Murió de asfixia, según la autopsia practicada a pocas horas de su fallecimiento. No fueron suficientes las nebulosas de pasión que le inyectábamos cada día; el intruso que acechaba con su bolsa de plástico fue más hábil que nosotros y atacó en el momento preciso; dejándolo sin aliento.
Ha muerto aquel que me hizo convertirme en la niña malcriada que asaltaba tus mañanas con el más dulce de los buenos días; esa que se dormía en tus brazos enternecida por tus caricias que aprendieron a ser perfectamente acertadas.
Llegó el final de esos cappuccinos a punto de caer la noche, impregnados de aquella mezcla de lujuria e inocencia.
Se acabaron los días de aquel sentimiento que se nos metió entre los huesos sin siquiera darnos cuenta y nos hizo comprender que el secreto está quizás en las cosas mas sencillas; que se puede ser feliz con el simple hecho de tenerse, que el sentido de la confianza gana más que el de la posesión.
Ya no habrá más de esa obsesión mía por que no echaras más azúcar de la debida en tu café de todos los días, ni de esa preocupación tuya por que comiera a la hora indicada.
Se terminó esa complicidad que creamos al márgen de los problemas, esa que nos envolvía en una burbuja de algodón y nos hacia olvidarnos de que el resto del mundo existía.
Ya no estará ese niño grande que se reía junto a mí de las tonterías de la vida, ese que se duerme hasta en la punta de una aguja y que se calmaba al roce de mis manos en sus mejillas.
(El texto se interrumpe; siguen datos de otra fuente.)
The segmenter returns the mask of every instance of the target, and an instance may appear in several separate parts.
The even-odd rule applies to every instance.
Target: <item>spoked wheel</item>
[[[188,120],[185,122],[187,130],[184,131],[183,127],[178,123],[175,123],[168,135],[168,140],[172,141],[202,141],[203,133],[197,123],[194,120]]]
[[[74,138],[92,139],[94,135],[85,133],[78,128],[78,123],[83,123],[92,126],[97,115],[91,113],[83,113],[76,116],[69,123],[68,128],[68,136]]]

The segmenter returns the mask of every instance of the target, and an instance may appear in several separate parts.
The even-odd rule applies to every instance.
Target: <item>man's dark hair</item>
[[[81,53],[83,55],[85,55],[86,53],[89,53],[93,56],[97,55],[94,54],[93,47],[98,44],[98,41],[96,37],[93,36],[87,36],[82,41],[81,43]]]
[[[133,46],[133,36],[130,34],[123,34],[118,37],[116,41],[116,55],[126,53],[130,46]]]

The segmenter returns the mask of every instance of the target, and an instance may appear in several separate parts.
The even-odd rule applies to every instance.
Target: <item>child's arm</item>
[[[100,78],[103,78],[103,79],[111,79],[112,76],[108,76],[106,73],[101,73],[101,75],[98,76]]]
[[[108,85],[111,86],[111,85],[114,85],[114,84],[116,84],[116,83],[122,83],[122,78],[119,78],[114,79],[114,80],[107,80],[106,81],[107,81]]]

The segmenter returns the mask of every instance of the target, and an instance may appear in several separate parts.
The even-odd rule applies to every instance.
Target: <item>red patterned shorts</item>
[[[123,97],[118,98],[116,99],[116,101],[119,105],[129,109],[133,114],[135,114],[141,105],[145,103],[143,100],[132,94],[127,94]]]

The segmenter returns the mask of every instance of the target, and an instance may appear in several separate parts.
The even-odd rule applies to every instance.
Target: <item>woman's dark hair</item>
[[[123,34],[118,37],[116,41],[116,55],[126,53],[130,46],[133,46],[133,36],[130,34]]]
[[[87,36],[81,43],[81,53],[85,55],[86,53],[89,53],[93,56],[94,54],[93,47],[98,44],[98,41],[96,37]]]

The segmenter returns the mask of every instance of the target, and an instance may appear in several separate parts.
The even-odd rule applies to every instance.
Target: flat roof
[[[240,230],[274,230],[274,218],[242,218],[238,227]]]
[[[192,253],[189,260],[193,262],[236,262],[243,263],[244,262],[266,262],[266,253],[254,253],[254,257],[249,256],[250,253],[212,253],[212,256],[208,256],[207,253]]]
A todos nos llega la hora, a nuestro amor le llegó ese martes aburrido, que empezó como otro cualquiera y terminó siendo la marca imborrable de un antes y después en nuestras vidas.
“Algún día nos volveremos a ver”, no sé si quiero o no creer en esas palabras salidas de tu boca en vía directa desde tu corazón. En este momento no tengo el suficiente discernimiento para saber si sería lo mejor o lo peor que nos podría pasar.
Mientras tanto, sólo necesito que las heridas empiecen a sanar; quizás estoy pidiendo demasiado, muy pronto; pero es que ya se hace necesario dejar de llorar tu ausencia, quizás más con mi alma que con mis ojos.
Lo vivido fue demasiado intenso como para borrarlo; no es mi intención. Pretendo conservarlo como un recuerdo de los dos años y 4 meses más intensos de toda mi existencia hasta el día de hoy, pero igual preciso reconocer que hay momentos en los que irremediablemente es necesario decir adiós, por puro instinto de supervivencia.
Quisiera creer que al menos todo esto sirvió para que aprendieras lo que hasta ese 19 de mayo ni imaginabas que existiera. Te regalé toda la ternura que te hacía falta y eso ya me hace feliz, ojalá que tu vida no pierda los colores que le pinté con mi amor; la mía sin duda conservará los rastros de tu magia.